Her fears were well-founded. Bibi, a soft-spoken 58-year-old whose nongovernmental organisation helps found and run girls' schools in the North-West Frontier province and adjacent tribal areas along the Afghanistan border, swiftly found herself a target because the mullahs don't want girls to be educated.

Her group's offices were bombed. Her fieldworkers were kidnapped at gunpoint. Her schools were attacked. Her life was threatened so many times she lost count.

On Monday, in a continuation of the violence, four staffers of an organisation that helps mothers and children in impoverished northwest Pakistan were shot dead by suspected militants.

But Bibi found hope in parliamentary elections. Voters across Pakistan turned against the Islamists. Here, they tossed out the governing religious alliance and handed control to a secular party.

At the same time, though, analysts warned that it would be a mistake to interpret the election results as a sign that Pakistanis are ready to support an intensified military campaign sought by the US against pro-Taliban and Al Qaida-linked groups.

More than at any time since before the September 11, 2001 attacks on the US, militant organisations have sunk deep roots in Pakistan's semi-autonomous tribal areas.

In recent months, they have pushed outward into so-called "settled" areas under control of the Pakistan's central government, some of them only a few miles from the provincial capital, Peshawar, capital of the North-West Frontier province.

To many Pakistanis, the armed confrontation with Islamists remains "America's war," one whose cost in blood has been borne by Pakistani troops with little perceived benefit.

Pakistan's role in US President George Bush's "war on terror" was a significant factor in a separate outpouring of voter fury last week against President Pervez Musharraf, who is seen as far too willing to do the military bidding of the United States.

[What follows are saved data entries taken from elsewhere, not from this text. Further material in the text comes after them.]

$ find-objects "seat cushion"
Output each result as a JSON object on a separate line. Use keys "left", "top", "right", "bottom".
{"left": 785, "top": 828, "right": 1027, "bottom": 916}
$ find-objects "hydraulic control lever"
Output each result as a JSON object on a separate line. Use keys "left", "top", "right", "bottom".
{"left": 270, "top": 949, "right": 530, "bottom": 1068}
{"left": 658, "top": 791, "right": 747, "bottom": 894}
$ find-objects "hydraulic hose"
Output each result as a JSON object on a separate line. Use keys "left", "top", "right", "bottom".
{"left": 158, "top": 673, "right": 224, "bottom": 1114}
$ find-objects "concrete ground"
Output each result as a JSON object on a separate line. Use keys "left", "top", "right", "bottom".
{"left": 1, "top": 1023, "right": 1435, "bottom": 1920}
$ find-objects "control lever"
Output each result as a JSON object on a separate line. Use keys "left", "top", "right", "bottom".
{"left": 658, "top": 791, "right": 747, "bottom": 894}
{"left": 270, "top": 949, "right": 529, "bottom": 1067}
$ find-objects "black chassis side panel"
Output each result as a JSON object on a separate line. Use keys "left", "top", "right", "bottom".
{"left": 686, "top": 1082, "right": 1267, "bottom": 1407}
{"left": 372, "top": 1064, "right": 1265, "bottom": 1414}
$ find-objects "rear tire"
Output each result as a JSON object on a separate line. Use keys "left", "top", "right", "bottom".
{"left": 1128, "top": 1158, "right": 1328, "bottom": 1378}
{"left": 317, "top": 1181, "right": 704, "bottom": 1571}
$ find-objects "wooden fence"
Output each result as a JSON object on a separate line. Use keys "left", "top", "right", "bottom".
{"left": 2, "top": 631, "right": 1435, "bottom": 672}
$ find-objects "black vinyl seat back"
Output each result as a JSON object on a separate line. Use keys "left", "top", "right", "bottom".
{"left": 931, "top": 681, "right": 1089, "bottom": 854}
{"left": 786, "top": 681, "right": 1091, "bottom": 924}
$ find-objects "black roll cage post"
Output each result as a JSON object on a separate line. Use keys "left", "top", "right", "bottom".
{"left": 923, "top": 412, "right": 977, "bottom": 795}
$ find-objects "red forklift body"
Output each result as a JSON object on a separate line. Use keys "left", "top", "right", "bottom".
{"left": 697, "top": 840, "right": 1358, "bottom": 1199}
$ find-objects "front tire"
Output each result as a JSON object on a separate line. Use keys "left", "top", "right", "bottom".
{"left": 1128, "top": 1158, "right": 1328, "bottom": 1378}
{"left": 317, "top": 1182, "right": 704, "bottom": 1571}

"Not wanting the Islamists to be in charge of governmental affairs is not the same thing as supporting a US-backed war against the militants, not at all," said Khalid Aziz, a former provincial chief secretary who is now a Peshawar-based analyst.

Recent public opinion surveys bear out that sentiment. A poll by the International Republican Institute released shortly before the election indicated that although public support for groups such as the Taliban had fallen sharply, 89 per cent of respondents did not believe that Pakistan should support a US-led campaign against Islamic extremists.

That sense is particularly strong in areas such as the tribal belt and the North-West Frontier province.

Homegrown militant groups are drawn from the same ethnic stock as locally recruited paramilitary forces sent in to do battle with them, and many troops recoil from what they see as a fratricidal war. Desertion rates are high.

For Bibi, the election results showed that Pakistanis, even pious ones, do not want to be governed by mullahs, who in turn give free rein to Islamic extremists. "This was an indication, a very clear one, that people want moderation," she said.